Não se trata meramente de um embate entre um candidato e a justiça eleitoral, mas sim de um debate mais profundo sobre as regras do jogo democrático em um cenário onde as fronteiras entre o que é "permitido" e o que é "abuso" tornam-se cada vez mais fluidas. Por que isso aconteceu? Porque a própria natureza da comunicação política mudou drasticamente, e a legislação ainda tateia para acompanhar a velocidade e o alcance das redes sociais.
O "uso indevido dos meios de comunicação social" é uma tipificação que, hoje, engloba desde a disseminação de informações distorcidas até a instrumentalização massiva de plataformas para criar bolhas de percepção. O que para alguns é uma estratégia de engajamento legítima, para a Justiça pode configurar um desequilíbrio perigoso no pleito. Essa é a encruzilhada em que nos encontramos: a busca por um equilíbrio entre a liberdade de expressão e a integridade do processo eleitoral.

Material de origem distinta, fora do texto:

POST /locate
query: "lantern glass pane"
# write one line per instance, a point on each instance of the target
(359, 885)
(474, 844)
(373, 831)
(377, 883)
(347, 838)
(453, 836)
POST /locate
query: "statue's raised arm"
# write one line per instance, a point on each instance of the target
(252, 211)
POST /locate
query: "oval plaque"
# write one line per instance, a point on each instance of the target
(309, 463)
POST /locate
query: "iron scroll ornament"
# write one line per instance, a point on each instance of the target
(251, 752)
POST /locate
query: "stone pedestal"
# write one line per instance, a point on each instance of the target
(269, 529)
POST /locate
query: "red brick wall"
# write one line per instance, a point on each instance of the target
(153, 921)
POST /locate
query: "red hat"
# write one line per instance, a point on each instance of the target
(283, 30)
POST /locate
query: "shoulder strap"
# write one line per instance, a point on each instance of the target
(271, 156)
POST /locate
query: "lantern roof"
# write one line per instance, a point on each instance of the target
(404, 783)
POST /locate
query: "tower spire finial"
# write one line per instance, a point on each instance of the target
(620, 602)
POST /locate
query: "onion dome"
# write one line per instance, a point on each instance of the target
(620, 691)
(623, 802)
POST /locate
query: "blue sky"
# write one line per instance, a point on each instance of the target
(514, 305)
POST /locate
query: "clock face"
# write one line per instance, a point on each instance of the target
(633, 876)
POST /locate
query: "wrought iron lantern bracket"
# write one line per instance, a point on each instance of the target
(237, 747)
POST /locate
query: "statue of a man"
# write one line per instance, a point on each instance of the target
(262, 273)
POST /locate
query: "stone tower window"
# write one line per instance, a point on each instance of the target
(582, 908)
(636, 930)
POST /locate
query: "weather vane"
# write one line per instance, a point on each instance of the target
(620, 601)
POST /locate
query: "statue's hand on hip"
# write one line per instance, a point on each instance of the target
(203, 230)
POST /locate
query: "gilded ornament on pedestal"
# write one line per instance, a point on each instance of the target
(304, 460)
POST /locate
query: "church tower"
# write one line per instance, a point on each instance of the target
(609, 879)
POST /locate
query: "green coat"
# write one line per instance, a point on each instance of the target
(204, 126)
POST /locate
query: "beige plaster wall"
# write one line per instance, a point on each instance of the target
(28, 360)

O que isso muda na vida do cidadão comum? Em tese, decisões como essa visam proteger a igualdade de condições entre os candidatos e garantir que o voto seja resultado de uma escolha informada, e não da força bruta de uma campanha com recursos ou estratégias midiáticas desproporcionais. Contudo, na prática, levanta-se a questão sobre se a regulamentação não acaba por dificultar a ascensão de novas lideranças que dependem justamente de abordagens de comunicação menos convencionais para se fazerem ouvir.
As consequências a longo prazo são multifacetadas. Para os futuros candidatos, o recado é claro: a era da informalidade total nas redes sociais como ferramenta política pode estar chegando ao fim. Exigirá uma sofisticação ainda maior das equipes jurídicas e de marketing para navegar pelas nuances da lei eleitoral em ambiente digital. Creio que veremos um aumento na cautela e na busca por consultoria especializada.
Para a própria democracia, a manutenção dessa condenação sublinha a tentativa da Justiça de estabelecer limites claros para a influência das campanhas nas plataformas digitais. É um esforço para proteger a soberania popular, mas também um lembrete de que o Judiciário está em constante aprendizado sobre como interpretar e aplicar leis em um território de rápidas transformações. A meu ver, este caso serve como um marco que nos força a refletir sobre a quem realmente cabe a responsabilidade pela higiene do debate público.
Finalmente, a decisão do TRE-SP, ao rejeitar ambos os recursos – tanto o do interessado quanto o do Ministério Público Eleitoral –, demonstra uma postura de firmeza na interpretação das regras vigentes. É um indicativo de que o uso das mídias sociais na política, antes visto talvez com uma certa permissividade, está sob um escrutínio cada vez mais rigoroso. Precisamos, como sociedade, acompanhar esses desdobramentos, pois eles moldam o futuro do nosso processo eleitoral e, consequentemente, o futuro da nossa representatividade.